Louise's knitting  skills were obviously much better than mine, as she was doing clever things with circular needles and fancy patterns.  As we got chatting, I told her I did quilting.  “Would you like me to rush home and show you the  quilt I made which was part of an overseas exhibition?”  she asked.  Of course I would, and she was back in a few minutes.

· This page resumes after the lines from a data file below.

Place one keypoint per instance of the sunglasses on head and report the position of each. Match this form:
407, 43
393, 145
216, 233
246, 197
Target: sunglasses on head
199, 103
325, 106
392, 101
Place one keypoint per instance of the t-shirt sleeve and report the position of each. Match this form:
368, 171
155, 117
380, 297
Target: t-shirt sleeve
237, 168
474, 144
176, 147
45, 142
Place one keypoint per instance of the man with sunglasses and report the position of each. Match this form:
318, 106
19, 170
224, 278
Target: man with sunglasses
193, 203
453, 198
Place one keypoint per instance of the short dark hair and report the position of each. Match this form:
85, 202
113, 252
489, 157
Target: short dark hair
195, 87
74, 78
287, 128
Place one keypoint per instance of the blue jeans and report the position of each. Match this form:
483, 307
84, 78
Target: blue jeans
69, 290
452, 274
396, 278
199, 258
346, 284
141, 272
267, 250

“Survived Extinction” is an original design and was curated by Anne Scott of New Zealand Quilter magazine as part of a group to be exhibited in Seattle, in 2003.  The label reads:

“Imagine being the last of your species on earth. I am Tecomanthe speciosa.  I was the last plant of my species when discovered in the 1940s.  Found on the Three Kings Islands north of New Zealand, I traveled across the water to the Land of the Long White Cloud, where I am grown in your garden.  I have traveled around the world, I am now growing in other countries.  I am Tecomanthe speciosa, I have survived extinction”.


Survived Extinction

Louise also brought an amazing crochet rug to show me.  “Mandala Madness” was worked in the round, and is full of colour, texture, and different patterns.  I have tried to crochet but failed miserably, so I’m astounded that something like this could be made.


Mandala Madness

Such a delightful meeting with a wonderfully talented young woman, and so kind of her to go out of her way to show me her beautiful creations.

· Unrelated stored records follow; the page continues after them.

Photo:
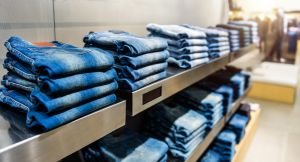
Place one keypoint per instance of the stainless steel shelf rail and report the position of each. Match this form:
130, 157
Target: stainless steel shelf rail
20, 144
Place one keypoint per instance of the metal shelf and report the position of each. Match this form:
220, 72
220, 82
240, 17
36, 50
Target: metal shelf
215, 131
177, 80
17, 143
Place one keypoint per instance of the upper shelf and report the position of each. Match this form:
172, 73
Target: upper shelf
17, 143
177, 80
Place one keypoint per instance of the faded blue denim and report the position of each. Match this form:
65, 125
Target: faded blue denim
49, 104
125, 43
175, 31
51, 121
182, 42
127, 147
137, 74
13, 81
209, 32
186, 64
188, 50
189, 57
16, 99
142, 60
57, 61
131, 85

Wednesday, February 24, 2021

Holiday Knitting and Tripping Around

I’ve taken both knitting and stitching projects away on the trip.  Must admit I often do knitting in the car while we are traveling, and have finished two little sleeves on the toddler cardigan I’m making and have now started on the back.  I’m not in any hurry with this project, and I’m using up left over wool from my own jumper finished recently.

P1010793  P1010816

Knitting in the car, and two sleeves finished

After the Covid scare in Auckland we changes our travel plans are have been moving slowly southwards. We drove along the Desert Road and got a snap of my favourite mountain, Mt Ruapehu.  There was just a few streaks of snow on the slopes, but it is summertime, after all.


Mt Ruapehu

After our lunch stop  we continued on the last part of our journey, to drive over the Taihape-Napier Road, Gentle Annie. Known historically as Gentle Annie, it is now  lot more gentle on travelers than it used to be.  Some years ago the road was full of sections of rough gravel, but these days the road is sealed all the way.  Terribly narrow and full of bends,  with many mountain ranges to climb up and over, motorists must take their time and drive carefully.  Extra research has told us that “Gentle Annie is a long uphill road or trail without a resting place”.  Not named after real person at all, so now we know.

Our stop for the night was at the free parking site at Springvale Suspension Bridge.  We had to juggle around a bit to find a reasonably level spot each.  A lovely quiet place to spend the evening, but no cell phone or internet coverage out here in the middle of nowhere.  This beauty was christened Rangitikei River Bridge no 75 in 1926, and very few examples of this type of suspension bridge remain.  In 1970 the road was realigned and a new bridge built alongside the suspension bridge.  The replacement bridge is functional but very plain compared to it’s beautiful older neighbour.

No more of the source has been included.